Largest ever country-led exercise to determine realistic education ambitions for 2030 shows that most countries will not meet Sustainable Development Goal 4 of universal access to quality education
New York and Paris, 6 July 2022 – With less than eight years remaining to meet Sustainable Development Goal 4 of ensuring inclusive and equitable quality education and lifelong learning opportunities for all by 2030, governments are forecasting that, even if they meet their national targets, there will still be an estimated 84 million children and young people not attending school by the end of the decade – equivalent to more than the number of children living in Europe today.
The findings come as a stark reality check for political and civil society leaders who are meeting at the High-level Political Forum on Sustainable Development from 5 to 15 July, where they will review progress towards five Sustainable Development Goals, including SDG 4 on quality education for only the second time since 2015.
The report called “Setting commitments: National SDG 4 benchmarks to transform education”, by the UNESCO Institute for Statistics (UIS) and the Global Education Monitoring Report (GEM), has compiled findings from a five-year process that has enabled countries to set their own targets towards achieving SDG 4. Nine out of ten countries now have national benchmarks which consider their unique context providing clear insights into what their contribution will be to the global education goal.
“The fact that the majority of governments have now set national benchmarks for progress towards the crucial education goal is a sign of serious commitment.
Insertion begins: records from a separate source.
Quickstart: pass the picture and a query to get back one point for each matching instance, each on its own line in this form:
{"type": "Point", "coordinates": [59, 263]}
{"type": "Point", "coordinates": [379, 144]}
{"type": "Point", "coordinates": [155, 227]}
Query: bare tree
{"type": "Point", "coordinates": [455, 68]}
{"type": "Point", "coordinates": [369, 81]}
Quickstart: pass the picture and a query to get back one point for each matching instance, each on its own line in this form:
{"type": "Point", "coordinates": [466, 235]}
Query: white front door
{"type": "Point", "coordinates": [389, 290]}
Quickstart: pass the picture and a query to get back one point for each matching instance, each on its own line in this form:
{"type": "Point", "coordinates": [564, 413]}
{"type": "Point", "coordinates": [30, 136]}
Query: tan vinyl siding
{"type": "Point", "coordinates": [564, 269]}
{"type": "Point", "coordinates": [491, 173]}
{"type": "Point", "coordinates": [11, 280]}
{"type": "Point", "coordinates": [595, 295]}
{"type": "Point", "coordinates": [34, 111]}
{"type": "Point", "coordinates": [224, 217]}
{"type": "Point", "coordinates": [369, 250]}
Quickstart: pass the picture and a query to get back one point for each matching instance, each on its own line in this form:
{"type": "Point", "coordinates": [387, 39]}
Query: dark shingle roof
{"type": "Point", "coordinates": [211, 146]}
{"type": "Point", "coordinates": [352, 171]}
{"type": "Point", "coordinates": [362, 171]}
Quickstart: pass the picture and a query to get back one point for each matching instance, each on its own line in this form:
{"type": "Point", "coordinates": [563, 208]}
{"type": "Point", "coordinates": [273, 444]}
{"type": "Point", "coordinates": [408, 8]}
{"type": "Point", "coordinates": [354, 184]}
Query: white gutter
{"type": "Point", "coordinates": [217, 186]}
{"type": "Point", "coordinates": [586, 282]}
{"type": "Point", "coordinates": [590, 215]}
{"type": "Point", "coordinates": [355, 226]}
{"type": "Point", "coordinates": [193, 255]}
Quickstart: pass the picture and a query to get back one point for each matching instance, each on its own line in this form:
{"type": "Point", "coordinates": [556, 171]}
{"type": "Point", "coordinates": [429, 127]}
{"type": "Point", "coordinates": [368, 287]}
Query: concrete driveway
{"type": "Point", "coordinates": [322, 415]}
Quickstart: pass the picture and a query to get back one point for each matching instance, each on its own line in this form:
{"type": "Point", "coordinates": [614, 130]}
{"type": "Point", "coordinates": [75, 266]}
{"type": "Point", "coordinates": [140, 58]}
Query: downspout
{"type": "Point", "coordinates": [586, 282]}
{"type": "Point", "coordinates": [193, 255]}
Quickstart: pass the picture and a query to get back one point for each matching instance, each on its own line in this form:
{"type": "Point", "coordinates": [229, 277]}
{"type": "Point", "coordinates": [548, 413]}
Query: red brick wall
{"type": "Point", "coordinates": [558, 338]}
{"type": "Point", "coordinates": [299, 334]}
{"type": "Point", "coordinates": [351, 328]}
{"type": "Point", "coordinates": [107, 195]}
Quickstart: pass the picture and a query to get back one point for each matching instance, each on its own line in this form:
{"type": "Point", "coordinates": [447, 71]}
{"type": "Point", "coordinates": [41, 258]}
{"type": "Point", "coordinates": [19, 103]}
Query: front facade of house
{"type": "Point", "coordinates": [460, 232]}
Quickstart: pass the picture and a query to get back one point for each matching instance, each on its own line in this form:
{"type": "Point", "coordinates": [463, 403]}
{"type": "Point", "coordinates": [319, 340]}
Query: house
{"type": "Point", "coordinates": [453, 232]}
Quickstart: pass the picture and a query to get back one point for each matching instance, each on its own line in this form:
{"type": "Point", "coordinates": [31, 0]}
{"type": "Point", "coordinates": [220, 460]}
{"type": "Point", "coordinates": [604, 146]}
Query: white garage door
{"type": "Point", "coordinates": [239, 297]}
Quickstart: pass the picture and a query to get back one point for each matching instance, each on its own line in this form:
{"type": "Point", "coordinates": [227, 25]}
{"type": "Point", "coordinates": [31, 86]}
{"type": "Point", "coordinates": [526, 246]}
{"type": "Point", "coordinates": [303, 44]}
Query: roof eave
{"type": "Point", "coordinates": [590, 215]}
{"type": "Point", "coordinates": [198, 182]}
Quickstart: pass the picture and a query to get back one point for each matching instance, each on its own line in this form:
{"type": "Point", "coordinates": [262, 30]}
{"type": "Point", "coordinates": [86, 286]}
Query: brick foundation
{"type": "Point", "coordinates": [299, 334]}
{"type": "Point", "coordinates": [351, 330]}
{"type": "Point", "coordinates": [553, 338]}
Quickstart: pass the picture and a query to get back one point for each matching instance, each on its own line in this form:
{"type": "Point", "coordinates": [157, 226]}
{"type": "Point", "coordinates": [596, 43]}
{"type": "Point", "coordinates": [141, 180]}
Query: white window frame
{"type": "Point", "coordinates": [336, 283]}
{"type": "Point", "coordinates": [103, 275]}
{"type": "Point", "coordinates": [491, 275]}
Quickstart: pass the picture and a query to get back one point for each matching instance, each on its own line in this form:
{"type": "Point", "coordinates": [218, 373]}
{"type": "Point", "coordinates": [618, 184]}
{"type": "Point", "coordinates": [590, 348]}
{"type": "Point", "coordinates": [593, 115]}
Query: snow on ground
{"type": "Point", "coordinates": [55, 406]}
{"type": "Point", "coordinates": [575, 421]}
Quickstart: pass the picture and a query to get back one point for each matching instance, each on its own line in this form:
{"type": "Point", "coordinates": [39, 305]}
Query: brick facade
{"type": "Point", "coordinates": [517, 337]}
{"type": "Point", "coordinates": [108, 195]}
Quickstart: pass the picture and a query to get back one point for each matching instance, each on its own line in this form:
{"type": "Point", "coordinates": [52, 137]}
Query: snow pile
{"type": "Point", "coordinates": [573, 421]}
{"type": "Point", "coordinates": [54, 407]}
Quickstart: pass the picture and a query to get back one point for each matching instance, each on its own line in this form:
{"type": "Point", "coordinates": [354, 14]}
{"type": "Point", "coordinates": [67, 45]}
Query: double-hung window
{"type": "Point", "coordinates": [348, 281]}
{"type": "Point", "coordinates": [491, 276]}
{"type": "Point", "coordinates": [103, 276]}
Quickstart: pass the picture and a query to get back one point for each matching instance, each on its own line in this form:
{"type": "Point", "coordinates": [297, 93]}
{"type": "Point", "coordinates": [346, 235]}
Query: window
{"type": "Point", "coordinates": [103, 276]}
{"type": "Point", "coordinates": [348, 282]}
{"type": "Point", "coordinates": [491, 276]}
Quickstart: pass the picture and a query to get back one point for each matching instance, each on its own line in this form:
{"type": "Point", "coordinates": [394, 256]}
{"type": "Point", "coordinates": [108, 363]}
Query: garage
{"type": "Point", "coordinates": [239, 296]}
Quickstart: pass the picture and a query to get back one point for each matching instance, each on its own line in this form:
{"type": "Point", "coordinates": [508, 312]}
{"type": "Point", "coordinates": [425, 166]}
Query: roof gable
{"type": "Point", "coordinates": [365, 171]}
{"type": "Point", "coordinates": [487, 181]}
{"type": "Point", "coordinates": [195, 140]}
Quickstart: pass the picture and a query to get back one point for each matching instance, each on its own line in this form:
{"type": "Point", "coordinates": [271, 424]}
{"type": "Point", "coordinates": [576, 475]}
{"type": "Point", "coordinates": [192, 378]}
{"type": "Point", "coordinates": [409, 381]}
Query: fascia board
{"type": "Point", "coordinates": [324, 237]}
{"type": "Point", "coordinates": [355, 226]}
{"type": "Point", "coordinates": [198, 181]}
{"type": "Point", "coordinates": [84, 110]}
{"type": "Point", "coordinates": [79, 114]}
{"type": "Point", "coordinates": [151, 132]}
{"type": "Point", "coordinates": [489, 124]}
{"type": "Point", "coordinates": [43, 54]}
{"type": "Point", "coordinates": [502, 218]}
The momentum is here. The international community now has the opportunity to boost their efforts by filling the large data gaps that exist and by prioritising education funding. This way, we can create a truly transformative compact”, said Stefania Giannini, UNESCO Assistant Director-General for Education.
The report shows that despite the promise of universal secondary school completion, millions of children and young people will never finish secondary school. Based on their own projections, only one in six countries aim to meet this target by 2030. Just four in ten youth in sub-Saharan Africa will be completing secondary school.
Countries anticipate making progress in learning outcomes, with the percentage of students achieving basic skills in reading at the end of primary school improving from 51% in 2015 to 67% in 2030. But despite this progress, an estimated 300 million children and young people will still not have the basic numeracy and literacy skills they need to be productive members of society.
“UNESCO’s leadership supporting governments to set benchmarks comes at a critical time when education systems, especially in lower income countries, are struggling to recover after the pandemic. COVID-19 has led to an education crisis. Fewer children and young people are leaving school with the minimum skills they need. By 2030, far too many children are expected to remain out of classrooms. We can and must do better. These realistic renewed commitments can help bring us a step closer to the promise we made all children.”, said David Sengeh, Minister of Basic and Senior Secondary Education, and chief innovation officer for the government of Sierra Leone and Chair of the Global Education Monitoring Report.
The report makes the following recommendations to all governments:
- Strive to improve and align data reporting with the SDG 4 indicators in order to benefit from the peer learning made possible by this common exercise.
- Synchronise the work done on identifying benchmarks with national education plans in order to transform education systems around their ambitions for change.
- Drive informed national and regional policy dialogue and peer learning, comparing own benchmarks with those of peers and discussing policy priorities between now and 2030 that can help maintain strong progress towards SDG 4.
- Review and provide feedback on the proposed approaches described in this report for annual monitoring of progress from now until 2030 according to their own, and indicative benchmarks for progress.